One of the projects that Viva Air Labs is developing is a payment system through WhatsApp. What was the thinking behind that?
Well, that’s really a Latin American solution. We couldn’t deny the complete absorption of Whatsapp by people who want to communicate with businesses and their peers. So we decided to incorporate it as a solution.
What’s the demographic of people that you envision will use the Viva Labs interface?
We’ve already had a diverse group of people contact us: university students, government officials, employees from very established companies. We actually had one undergrad student from Colombia come up with a project. He always travels from Bucaramanga to Bogotá to visit his girlfriend and he proposed a project that we actually came up with internally. I wanted to have coffee with him just to meet him in-person.
You mentioned that you were really focused on partnerships. Can you give me an example of one?

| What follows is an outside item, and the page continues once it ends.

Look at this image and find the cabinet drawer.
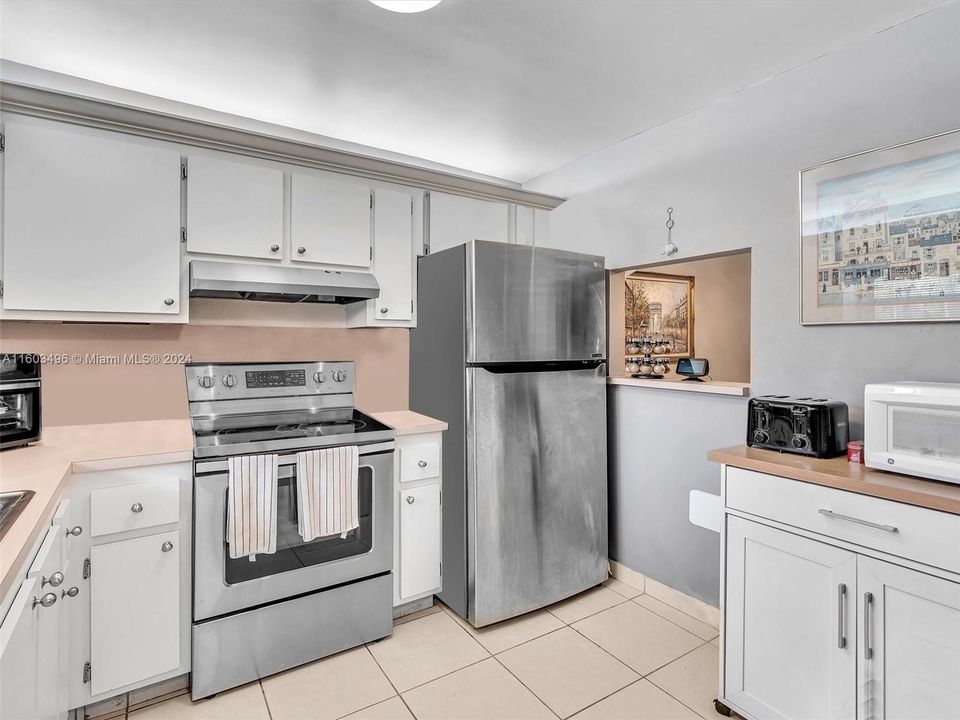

I can’t tell you but I will say that the first partnership is a Latin American startup and we’re really excited about it. One question that we’re constantly asking is ‘how do we use our position as an airline to embrace startups?’ We want to take advantage of the innovation that’s going on in the places where we have flights. The more partnerships that we can develop, the better.
Last question—anyone that’s ever flown Viva understands their policy of requiring its passengers to print out their boarding pass before they get to the airport. As the director of Viva Air Labs, will you still have to print out your boarding pass?
Just like everybody else.
Disclosure: This article includes a client of an ESPACIO portfolio company.